1

I'm trying to automate some time consuming tasks/log checking, building a system that I will replicate to other uses.

I have a logfile for example:

...multiline ACTION Text where all is good...
ERR-101 Something is wrong
ERR-201 Something is wrong with QASDASDASD
INFO-524 Something was wrong 
WARN-484 Check line 23
...multiline ACTION Text where all is good...
ERR-101 Something is wrong
ERR-201 Something is wrong with PPOYOYOY
INFO-524 Something was wrong
WARN-484 Check line 23
INFO-524 This is it

I'm creating a check-error.template file:

# This is the template file
ERR-101 Something is wrong
ERR-201 Something is wrong with <TEXT_VAR>
INFO-524 Something was wrong
WARN-484 Check line <NUMBER_VAR>
<?>INFO-524 This is it</?>

Starting with # is a comment, surrounded by <?> are optional (e.g. exist only in the last line, match paragraphs with and without it).
Text and number will be regexp checked.

If the error matches the template, I know it's ignorable and I want to log it to the side and remove it from the log.
I'm not using something advanced (perl, other regexp helpers), as it will be an issue to make sure it exists on every environment, and currently trying to do it with grep -P.

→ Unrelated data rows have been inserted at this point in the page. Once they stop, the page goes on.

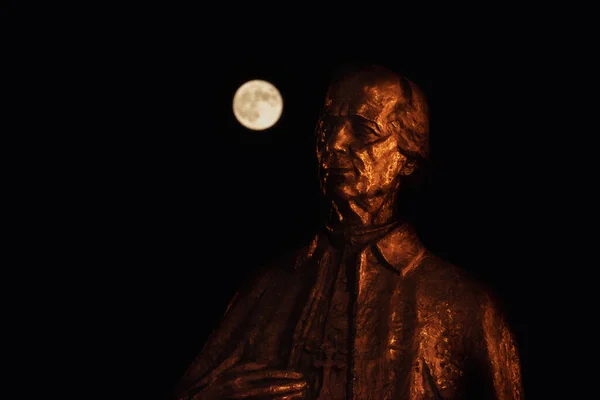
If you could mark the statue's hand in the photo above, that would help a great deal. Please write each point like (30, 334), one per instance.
(253, 381)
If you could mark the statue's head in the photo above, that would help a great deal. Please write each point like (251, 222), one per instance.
(373, 133)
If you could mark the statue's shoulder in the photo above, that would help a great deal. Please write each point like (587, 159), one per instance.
(448, 282)
(295, 258)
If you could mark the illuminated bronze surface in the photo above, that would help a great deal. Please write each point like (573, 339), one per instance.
(365, 311)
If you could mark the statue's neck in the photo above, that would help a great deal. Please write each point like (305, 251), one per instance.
(363, 214)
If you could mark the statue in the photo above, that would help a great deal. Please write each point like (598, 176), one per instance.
(365, 311)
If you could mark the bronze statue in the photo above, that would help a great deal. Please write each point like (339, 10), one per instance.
(364, 311)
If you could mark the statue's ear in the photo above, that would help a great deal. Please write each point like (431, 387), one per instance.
(408, 167)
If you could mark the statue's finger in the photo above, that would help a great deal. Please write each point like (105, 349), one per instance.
(292, 396)
(283, 388)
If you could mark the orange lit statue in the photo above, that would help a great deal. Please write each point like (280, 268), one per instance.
(364, 311)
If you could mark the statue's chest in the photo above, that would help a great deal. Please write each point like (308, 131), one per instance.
(369, 338)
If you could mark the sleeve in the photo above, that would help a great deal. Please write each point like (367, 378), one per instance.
(225, 345)
(501, 355)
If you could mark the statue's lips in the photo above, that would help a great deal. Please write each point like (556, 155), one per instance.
(337, 171)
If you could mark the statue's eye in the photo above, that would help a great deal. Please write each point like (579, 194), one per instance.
(366, 133)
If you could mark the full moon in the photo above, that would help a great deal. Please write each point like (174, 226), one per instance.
(257, 105)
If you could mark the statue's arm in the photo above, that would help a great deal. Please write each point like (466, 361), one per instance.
(224, 347)
(501, 354)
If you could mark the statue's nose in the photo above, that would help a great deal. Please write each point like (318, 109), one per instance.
(340, 139)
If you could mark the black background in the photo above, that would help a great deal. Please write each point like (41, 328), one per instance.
(178, 203)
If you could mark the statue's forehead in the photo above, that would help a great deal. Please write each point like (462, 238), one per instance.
(374, 103)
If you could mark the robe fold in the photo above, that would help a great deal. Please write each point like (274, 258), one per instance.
(376, 317)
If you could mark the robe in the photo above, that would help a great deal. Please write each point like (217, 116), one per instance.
(368, 317)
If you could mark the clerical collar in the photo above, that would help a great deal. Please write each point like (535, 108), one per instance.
(396, 245)
(359, 238)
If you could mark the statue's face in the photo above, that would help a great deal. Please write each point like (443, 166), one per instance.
(357, 151)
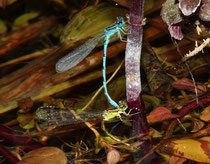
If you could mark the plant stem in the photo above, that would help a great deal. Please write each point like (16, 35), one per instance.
(132, 64)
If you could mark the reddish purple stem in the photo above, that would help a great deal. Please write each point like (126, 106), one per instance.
(8, 155)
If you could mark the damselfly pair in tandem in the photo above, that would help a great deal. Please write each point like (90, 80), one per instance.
(57, 116)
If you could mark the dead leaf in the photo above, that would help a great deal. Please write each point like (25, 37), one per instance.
(205, 114)
(187, 84)
(176, 160)
(193, 149)
(160, 114)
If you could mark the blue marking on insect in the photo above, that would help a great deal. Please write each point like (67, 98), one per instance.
(76, 56)
(109, 31)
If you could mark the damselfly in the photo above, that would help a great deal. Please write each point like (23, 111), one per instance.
(74, 57)
(57, 116)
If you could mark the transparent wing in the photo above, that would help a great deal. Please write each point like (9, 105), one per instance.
(62, 116)
(76, 56)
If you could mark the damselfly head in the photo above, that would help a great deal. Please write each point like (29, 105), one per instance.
(120, 21)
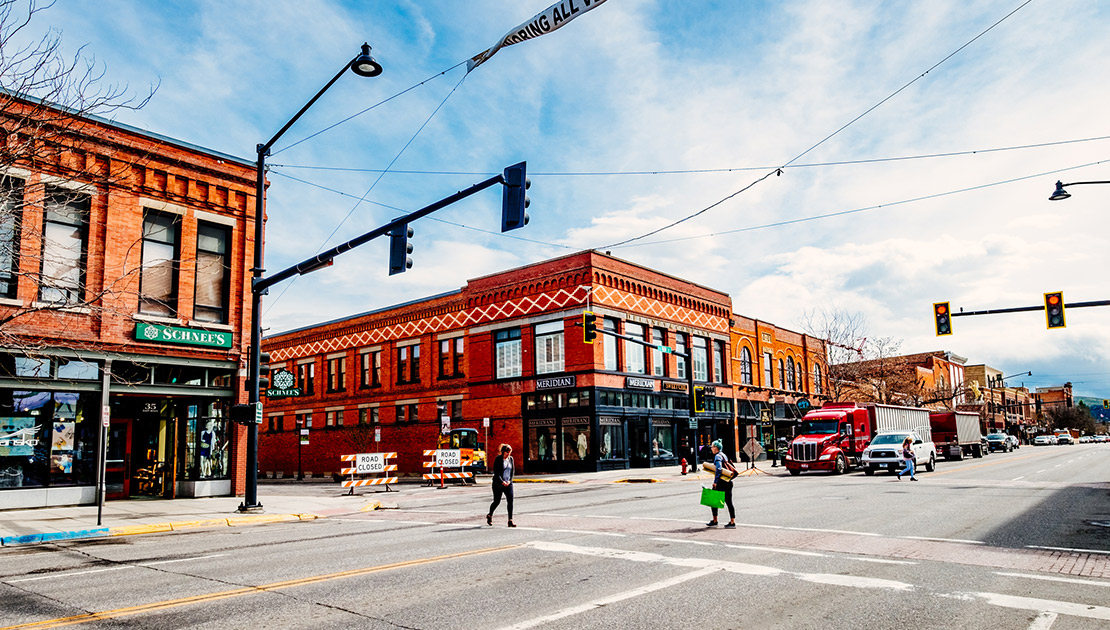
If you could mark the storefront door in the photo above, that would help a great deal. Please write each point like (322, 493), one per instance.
(118, 469)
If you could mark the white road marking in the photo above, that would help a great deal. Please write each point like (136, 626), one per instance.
(1067, 549)
(121, 567)
(944, 539)
(611, 599)
(1053, 579)
(1043, 621)
(1047, 606)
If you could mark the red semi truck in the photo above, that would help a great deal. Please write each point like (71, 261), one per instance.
(834, 437)
(957, 434)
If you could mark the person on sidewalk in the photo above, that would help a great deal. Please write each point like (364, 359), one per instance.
(908, 458)
(719, 464)
(502, 483)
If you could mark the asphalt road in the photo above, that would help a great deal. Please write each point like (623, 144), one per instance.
(1012, 540)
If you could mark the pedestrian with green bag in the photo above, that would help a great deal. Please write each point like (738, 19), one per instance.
(723, 481)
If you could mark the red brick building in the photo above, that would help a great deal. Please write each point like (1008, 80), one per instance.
(121, 304)
(505, 356)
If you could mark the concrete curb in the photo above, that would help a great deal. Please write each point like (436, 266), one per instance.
(163, 527)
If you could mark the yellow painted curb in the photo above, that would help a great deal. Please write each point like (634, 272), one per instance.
(256, 519)
(198, 524)
(133, 529)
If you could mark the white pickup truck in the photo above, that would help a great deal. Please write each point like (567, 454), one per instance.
(885, 451)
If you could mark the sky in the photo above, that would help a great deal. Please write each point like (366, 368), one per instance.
(643, 112)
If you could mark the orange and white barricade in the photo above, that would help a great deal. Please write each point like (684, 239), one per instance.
(443, 458)
(370, 464)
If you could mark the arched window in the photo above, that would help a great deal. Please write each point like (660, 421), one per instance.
(745, 366)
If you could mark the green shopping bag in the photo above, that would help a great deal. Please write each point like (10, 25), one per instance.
(713, 498)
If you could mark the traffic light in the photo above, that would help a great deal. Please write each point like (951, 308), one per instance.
(514, 199)
(1053, 310)
(400, 247)
(942, 318)
(588, 326)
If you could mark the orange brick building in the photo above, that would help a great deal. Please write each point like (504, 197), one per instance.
(505, 355)
(121, 305)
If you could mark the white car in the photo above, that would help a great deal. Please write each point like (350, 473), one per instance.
(885, 451)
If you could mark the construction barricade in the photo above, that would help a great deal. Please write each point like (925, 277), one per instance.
(443, 458)
(370, 464)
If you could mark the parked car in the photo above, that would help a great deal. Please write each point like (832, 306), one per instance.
(885, 451)
(999, 441)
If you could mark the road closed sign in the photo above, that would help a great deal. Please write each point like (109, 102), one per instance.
(370, 464)
(448, 458)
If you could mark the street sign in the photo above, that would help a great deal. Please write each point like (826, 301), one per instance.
(283, 382)
(448, 458)
(753, 448)
(370, 463)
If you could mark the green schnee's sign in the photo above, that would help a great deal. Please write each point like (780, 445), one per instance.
(160, 334)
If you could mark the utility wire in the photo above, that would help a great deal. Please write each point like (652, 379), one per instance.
(866, 209)
(826, 139)
(352, 117)
(705, 171)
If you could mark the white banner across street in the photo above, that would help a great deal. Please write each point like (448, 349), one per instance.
(551, 19)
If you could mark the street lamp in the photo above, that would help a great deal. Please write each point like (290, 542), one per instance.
(1062, 194)
(363, 64)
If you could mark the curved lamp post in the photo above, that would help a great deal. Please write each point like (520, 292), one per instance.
(363, 64)
(1062, 194)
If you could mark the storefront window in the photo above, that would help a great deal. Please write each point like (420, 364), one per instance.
(47, 438)
(663, 438)
(612, 433)
(575, 438)
(541, 439)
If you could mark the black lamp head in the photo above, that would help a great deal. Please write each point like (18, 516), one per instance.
(1060, 193)
(364, 64)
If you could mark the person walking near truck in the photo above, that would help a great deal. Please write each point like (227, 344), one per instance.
(502, 483)
(909, 458)
(722, 465)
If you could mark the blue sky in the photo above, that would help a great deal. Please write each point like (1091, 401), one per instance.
(652, 85)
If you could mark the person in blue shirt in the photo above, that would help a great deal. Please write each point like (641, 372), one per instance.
(718, 484)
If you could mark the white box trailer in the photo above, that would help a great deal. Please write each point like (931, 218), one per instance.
(889, 417)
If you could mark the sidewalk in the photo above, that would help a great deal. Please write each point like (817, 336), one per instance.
(283, 500)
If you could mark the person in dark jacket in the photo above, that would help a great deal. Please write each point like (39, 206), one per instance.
(502, 483)
(723, 485)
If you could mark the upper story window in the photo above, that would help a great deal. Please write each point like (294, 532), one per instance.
(11, 210)
(718, 362)
(680, 347)
(451, 357)
(746, 366)
(658, 361)
(64, 245)
(306, 377)
(609, 344)
(409, 364)
(507, 359)
(370, 369)
(700, 358)
(158, 284)
(336, 374)
(635, 354)
(550, 347)
(213, 273)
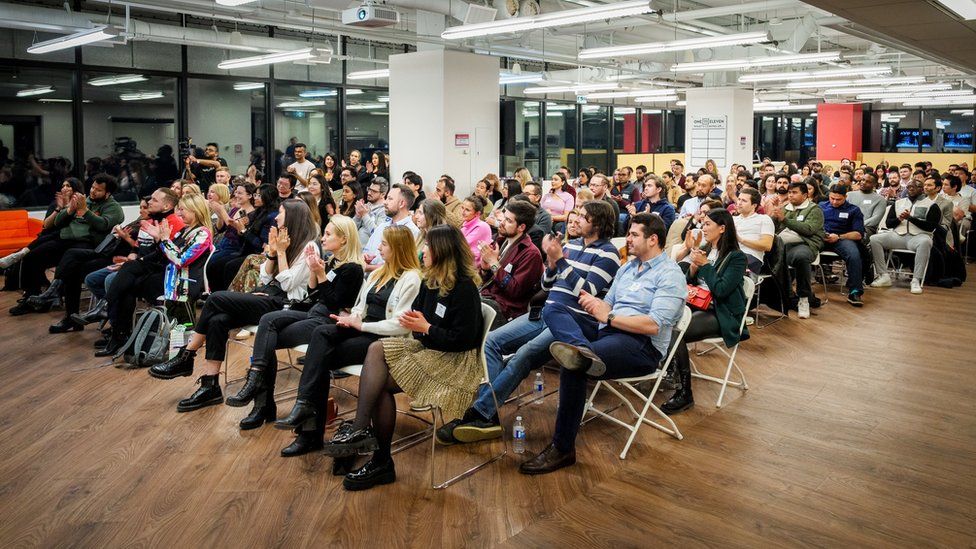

The following function gets a file and converts the template to regexp pattern

 function template2variable {  
     local file=$1
     local var_name=$2
     local template=$(sed '/^#/d' "$file")
     local pattern="${template//\\/\\\\}" # replace \ with \\   
       pattern="${pattern//\"/\\\"}" # escape "   
       pattern="${pattern//<TEXT_VALUE>/([[:alnum:]_]+)}"   
       pattern="${pattern//<NUMBER_VALUE>/([[:digit:]]+)}"
           pattern="${pattern//$'\n'/\\n}"
           pattern="${pattern//<?>/(}"
           pattern="${pattern//<\/?>/)?}"
           printf -v "$var_name" '%s' "$pattern" 
} 

template2variable "check-error.template" $error_template

Matching template with:

grep -Pzo "${error_template}" $logfile

Doing so, I get back all the template lines I wished.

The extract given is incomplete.